A number of shocking facts were shared at this week’s PIMFA Financial Crime Conference held in London.
Financial Conduct Authority (FCA) head of technology, resilience & cyber, Robin Jones shared some incredible statistics surrounding cybercrime in the UK.
“In the past 12 months, the National Cyber Security Centre recorded over 1100 reported attacks, with 590 regarded as significant. 30 of these required action by government bodies, a number of which included the Financial Sector,” says Jones.
“In real terms, the UK deals with more than 10 significant cyber-attacks every week. In 2017 we had 69 material attacks reported to us, an increase on the 38 last year and 24 the year before. Recent ONS statistics show about 1.9 million incidents of fraud were cyber related.”
In response to this news, Skybox VP EMEA Justin Coker says while financial services have invested heavily into cybersecurity, it’s clear that it’s not deterring attacks or successful breaches.
“Furthermore, with the FCA calling for financial organisations to have a better understanding of their key assets and be constantly assessing where they are vulnerable, it seems that businesses in this sector do have the necessary building blocks – the required security and asset data, toolsets and people but are struggling to amalgamate these into a slick solution that spits out the correct answer,” says Coker.
“Often, they are still operating in silos and largely ineffective in joining up this mass of disparate data and analysing it in order to pinpoint exactly where their real exposures lie. Without this valuable insight, it is no surprise they are struggling to prevent breaches from happening.”
Coker says it’s all well and good to be practicing cyber resilience, however, if you don’t have a proper understanding of your ‘attack surface’ then it becomes an impossible task.
“IT network visibility (particularly as more organisations are making the transition into virtual and multi-cloud environments and growing their networks) is a basic fundamental task that, worryingly, companies simply don’t have.
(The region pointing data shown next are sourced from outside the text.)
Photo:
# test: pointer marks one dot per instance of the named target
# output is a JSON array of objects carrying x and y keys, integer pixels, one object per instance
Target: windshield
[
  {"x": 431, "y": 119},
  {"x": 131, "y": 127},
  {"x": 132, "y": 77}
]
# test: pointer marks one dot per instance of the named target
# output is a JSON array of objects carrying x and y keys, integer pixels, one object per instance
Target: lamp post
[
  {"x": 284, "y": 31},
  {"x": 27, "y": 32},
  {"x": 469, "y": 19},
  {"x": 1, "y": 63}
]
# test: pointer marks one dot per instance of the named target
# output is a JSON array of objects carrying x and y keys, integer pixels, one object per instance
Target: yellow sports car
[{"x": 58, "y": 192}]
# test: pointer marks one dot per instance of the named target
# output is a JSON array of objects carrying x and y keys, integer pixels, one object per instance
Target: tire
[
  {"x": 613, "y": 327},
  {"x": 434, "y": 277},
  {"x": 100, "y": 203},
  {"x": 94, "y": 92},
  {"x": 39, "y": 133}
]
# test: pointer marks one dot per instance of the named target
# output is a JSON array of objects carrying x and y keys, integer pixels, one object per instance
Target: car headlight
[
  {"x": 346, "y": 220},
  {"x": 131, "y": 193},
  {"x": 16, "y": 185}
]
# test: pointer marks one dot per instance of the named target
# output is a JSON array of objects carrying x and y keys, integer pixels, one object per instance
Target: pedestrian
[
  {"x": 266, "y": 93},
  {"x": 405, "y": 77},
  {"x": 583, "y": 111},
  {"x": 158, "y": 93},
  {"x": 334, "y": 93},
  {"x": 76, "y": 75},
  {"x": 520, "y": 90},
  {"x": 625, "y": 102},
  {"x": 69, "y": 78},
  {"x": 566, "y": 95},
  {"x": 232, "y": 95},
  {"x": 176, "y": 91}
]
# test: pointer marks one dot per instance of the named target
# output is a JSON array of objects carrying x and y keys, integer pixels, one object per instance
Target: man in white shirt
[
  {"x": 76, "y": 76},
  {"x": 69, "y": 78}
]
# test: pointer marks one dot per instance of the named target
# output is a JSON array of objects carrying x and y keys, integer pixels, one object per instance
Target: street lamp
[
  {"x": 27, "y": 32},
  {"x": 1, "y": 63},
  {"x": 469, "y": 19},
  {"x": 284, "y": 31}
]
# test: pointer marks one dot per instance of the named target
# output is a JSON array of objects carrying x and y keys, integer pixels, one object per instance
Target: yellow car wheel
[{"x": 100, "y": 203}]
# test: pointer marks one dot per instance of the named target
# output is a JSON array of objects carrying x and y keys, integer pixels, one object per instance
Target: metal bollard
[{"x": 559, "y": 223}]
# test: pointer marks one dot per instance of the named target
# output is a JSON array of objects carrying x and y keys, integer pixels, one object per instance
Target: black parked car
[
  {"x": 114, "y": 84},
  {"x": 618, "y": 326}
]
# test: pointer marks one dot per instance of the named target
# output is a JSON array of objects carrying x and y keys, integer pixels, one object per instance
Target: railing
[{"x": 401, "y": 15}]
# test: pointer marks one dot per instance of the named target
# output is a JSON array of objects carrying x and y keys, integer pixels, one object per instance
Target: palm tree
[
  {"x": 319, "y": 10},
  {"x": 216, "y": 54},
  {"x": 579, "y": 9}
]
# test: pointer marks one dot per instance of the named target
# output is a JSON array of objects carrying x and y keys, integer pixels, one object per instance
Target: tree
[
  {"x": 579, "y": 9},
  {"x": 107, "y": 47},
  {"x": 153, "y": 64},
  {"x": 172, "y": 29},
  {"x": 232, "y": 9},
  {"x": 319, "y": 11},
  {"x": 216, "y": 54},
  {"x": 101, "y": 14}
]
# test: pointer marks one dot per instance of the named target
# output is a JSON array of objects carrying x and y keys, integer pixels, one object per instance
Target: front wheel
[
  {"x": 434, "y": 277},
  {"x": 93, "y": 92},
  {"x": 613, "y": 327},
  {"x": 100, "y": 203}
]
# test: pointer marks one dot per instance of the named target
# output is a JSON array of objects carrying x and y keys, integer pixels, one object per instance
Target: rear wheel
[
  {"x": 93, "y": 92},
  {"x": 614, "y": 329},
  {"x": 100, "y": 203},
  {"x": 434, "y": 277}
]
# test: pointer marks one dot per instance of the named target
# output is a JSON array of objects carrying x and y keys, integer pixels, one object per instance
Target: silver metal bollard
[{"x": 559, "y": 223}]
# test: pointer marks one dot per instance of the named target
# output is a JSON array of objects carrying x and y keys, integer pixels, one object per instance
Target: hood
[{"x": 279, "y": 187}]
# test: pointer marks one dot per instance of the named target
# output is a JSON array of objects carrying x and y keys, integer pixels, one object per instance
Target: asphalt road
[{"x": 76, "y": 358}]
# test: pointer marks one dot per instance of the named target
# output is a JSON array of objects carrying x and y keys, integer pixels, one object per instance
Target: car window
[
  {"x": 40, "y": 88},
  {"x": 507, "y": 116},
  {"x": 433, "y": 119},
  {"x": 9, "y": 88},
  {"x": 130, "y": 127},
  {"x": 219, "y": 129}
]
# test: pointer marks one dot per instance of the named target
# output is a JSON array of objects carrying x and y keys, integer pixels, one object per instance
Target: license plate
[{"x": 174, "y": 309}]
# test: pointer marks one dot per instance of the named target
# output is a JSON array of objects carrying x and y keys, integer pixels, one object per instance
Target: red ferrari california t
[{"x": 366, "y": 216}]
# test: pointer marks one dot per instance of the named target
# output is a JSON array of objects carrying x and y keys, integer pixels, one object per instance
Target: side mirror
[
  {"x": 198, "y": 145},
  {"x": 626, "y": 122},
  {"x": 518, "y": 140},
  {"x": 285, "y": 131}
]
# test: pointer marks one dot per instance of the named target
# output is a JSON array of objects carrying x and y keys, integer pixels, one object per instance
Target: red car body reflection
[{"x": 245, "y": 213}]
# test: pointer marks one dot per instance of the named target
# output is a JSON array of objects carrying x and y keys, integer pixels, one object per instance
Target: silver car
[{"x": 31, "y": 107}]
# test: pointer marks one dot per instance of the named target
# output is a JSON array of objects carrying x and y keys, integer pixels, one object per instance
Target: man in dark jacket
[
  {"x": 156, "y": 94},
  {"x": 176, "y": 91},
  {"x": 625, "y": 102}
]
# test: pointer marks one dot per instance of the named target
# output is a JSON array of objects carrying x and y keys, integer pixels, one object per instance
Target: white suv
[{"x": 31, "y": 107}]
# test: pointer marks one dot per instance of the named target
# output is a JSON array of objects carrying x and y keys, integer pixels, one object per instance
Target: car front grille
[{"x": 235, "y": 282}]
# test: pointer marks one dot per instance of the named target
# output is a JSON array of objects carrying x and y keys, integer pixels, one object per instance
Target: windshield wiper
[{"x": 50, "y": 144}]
The bigger issue is that there are known unknowns but also unknown unknowns, and hackers are in the position to exploit both,” Coker says.
“This weakness might be explained by the fact that cybersecurity teams in financial services businesses are struggling to work out how they can best use their limited resources to make sense of the complexity and vast amount of information generated by their security tools.”
Coker says at the end of the day it’s impossible to fix everything, which means there is a need to prioritise remediation activities to close down the vulnerabilities that pose the greatest risk to ensure that data breaches and attacks are prevented.
“The real challenge is for financial services firms to completely understand the attack path and fixing it before the bad guy exploits it. Ultimately it is a race against time and the slow and steady tactic just won’t work anymore,” Coker concludes.